Auf den Soundtrack bin ich besonders stolz, vor allem weil es alles Berliner Freund*innen von mir sind! Und jedes Mal fragt mich jemand, wer denn dieser Künstler oder jene Band ist. So hab ich auch schon Doctorella zu Zürcher Freunden ins Wohnzimmer gebracht, die sofort Fan wurden 🙂 Das Kino hab ich in diesem Fall selbst angefragt, da die erste Vorführung im Tilsiter ausverkauft war, waren sie offen dafür und haben mir sogar einen tollen Q&A-Termin organisiert. Mittlerweile habe ich auch einen Verleih gefunden, der sich um all diese Dinge in Zukunft kümmern wird. Denn das ist wirklich riesig viel Arbeit, die man gar nicht alleine bewältigen kann.

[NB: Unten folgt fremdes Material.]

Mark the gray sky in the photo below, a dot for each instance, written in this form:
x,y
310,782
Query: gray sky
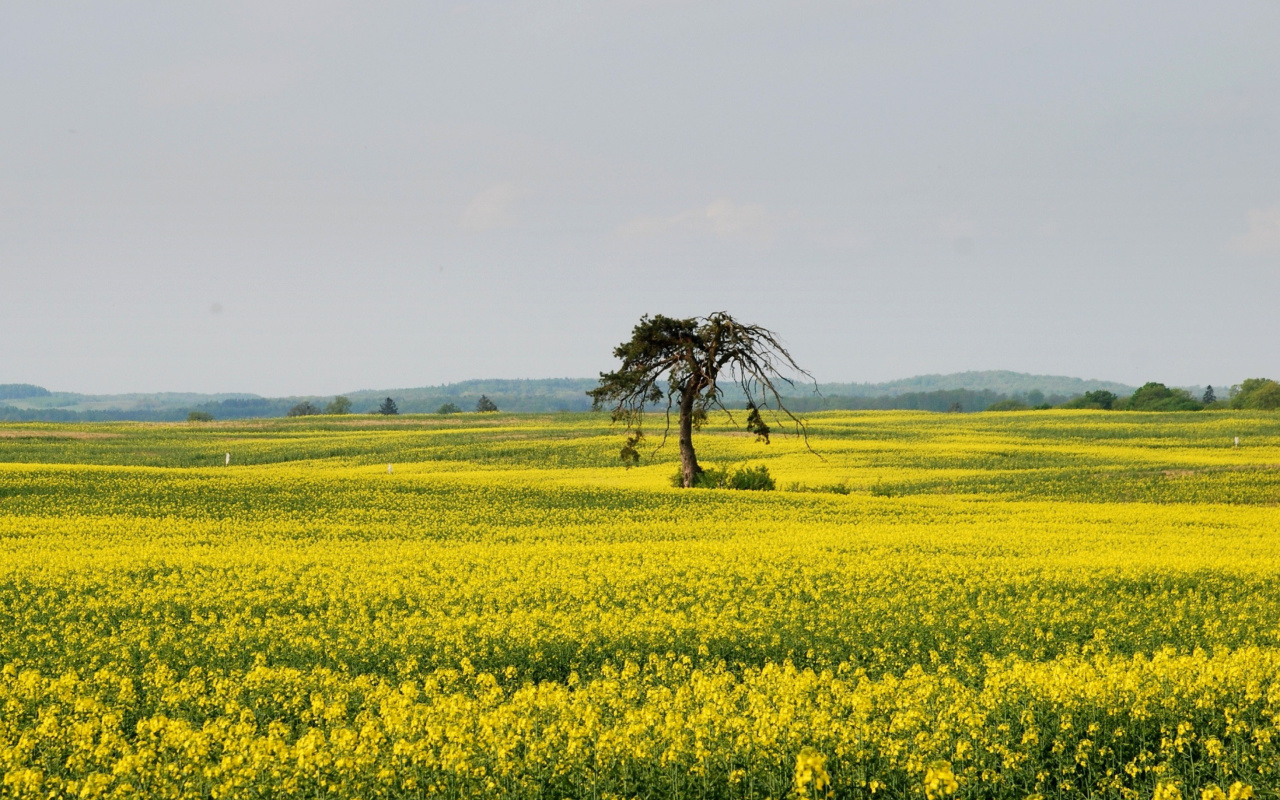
x,y
316,197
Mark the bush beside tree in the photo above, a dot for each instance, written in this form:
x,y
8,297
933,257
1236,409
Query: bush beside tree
x,y
1100,398
305,408
1157,397
1256,393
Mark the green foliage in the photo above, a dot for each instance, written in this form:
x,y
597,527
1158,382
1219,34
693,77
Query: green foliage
x,y
1159,397
1013,403
339,405
1256,393
1098,398
305,408
744,479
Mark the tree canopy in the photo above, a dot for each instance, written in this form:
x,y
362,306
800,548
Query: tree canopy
x,y
684,365
304,410
1261,393
1159,397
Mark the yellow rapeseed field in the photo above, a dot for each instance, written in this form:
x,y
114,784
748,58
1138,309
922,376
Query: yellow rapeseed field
x,y
1009,606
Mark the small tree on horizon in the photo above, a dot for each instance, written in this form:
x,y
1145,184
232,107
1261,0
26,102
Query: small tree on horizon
x,y
304,410
682,362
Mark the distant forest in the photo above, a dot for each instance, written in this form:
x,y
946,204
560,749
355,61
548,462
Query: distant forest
x,y
960,392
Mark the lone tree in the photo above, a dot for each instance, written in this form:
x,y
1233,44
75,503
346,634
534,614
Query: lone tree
x,y
339,405
686,362
305,408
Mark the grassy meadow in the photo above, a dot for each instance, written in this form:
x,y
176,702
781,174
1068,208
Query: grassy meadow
x,y
1009,606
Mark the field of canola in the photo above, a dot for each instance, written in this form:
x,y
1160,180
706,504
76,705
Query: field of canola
x,y
1054,604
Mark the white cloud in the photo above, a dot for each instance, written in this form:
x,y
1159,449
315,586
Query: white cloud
x,y
492,208
722,219
224,81
1262,238
960,231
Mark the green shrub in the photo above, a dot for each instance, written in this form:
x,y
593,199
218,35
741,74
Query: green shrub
x,y
746,479
1013,403
1258,393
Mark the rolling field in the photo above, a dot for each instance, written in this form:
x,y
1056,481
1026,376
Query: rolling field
x,y
1055,604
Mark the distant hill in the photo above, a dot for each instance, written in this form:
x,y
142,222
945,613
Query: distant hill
x,y
969,391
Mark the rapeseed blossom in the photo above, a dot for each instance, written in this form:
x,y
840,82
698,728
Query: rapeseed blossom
x,y
992,606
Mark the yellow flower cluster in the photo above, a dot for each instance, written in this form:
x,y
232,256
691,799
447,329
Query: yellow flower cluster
x,y
992,606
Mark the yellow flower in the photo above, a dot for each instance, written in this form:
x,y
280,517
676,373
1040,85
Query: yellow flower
x,y
940,781
1168,791
810,769
1240,791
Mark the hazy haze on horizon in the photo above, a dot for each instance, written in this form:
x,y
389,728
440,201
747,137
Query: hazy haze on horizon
x,y
314,197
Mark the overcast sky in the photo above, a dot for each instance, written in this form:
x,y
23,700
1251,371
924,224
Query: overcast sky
x,y
319,197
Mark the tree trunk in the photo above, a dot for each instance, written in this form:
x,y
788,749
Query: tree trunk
x,y
688,460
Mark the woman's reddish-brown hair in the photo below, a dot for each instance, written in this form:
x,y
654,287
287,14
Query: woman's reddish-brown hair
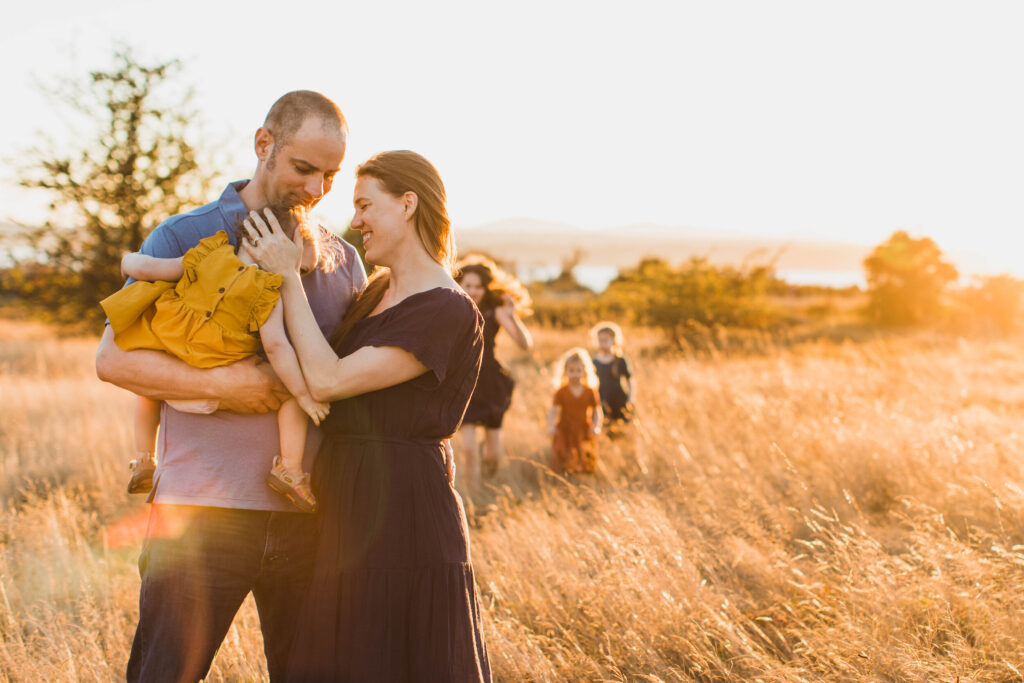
x,y
497,284
399,172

9 Wie lange hast du an dem Film gearbeitet? Was war dir wichtig dabei? Und wie war die Aufgabenteilung unter den Leuten, mit denen du zusammengearbeitet hast?

Insgesamt etwa anderthalb Jahre. Wir haben im Spätsommer 2017 zu zweit angefangen zu drehen, nach einem halben Jahr schied Pedro leider aus persönlichen Gründen aus. Ab dann habe ich den Rest mehr oder weniger im Alleingang bewältigt, also Kamera, Interviews führen und organisieren, Schnitt, Postproduktion, alles. Aber ich habe an allen Ecken super Support von meinen fantastischen Freund*innen und Bekannten bekommen, die mich beraten und geholfen haben, auch und gerade in solchen Fragen wie: Was macht man jetzt eigentlich mit einem fertigen Film? Ich bin halt auch sehr naiv an die Sache rangegangen. Es gab 0€ Budget und keinen richtigen Plan, das würde ich nie wieder so machen.

10 Planst du weitere Filme? Oder Aufführungen in anderen Städten? Was hälst du davon, den Film mal bei einer Veranstaltung„Ich brauche eine Genie“ zu zeigen?

Voll gerne! Ich finde ja auch, dass der Film einen feministischen Blick auf’s Dating liefert. Gerade auf die Geschichte von Jana kamen viele Reaktionen von Frauen, die so etwas in ähnlicher oder abgeschwächter Form schon erleben mussten. Aber auch die zum Teil verletzliche Selbstoffenbarung der Männer im Film gibt meiner Ansicht nach einen sehr interessanten Einblick in „typisch männliches“ Datingverhalten.

Im Herbst wird der Film bei www.dejavu-film.de  erscheinen. Neue Filme plane ich erst einmal nicht –  jetzt muss ich mich echt mal auf meine Musik konzentrieren.

Leonie Loretta Scholl

Studierte Medienwissenschaftlerin, gelernte Videoproduzentin, Musikjournalistin. Schrieb zuletzt mit Herzblut für das Intro Magazin und beschloss nach dessen Untergang, die Lieben ihres Lebens (Musik, Videos und Journalismus) zusammen zu bringen. Daraus entstand: The Radar. Nebenbei arbeitet sie in der Lehre und als Die Supererbin (Band). Außerdem ist sie freie Mitarbeiterin unseres Blogs hier. Weil sie aber so tolle Sachen macht, hindert uns das nicht daran, sie zu interviewen.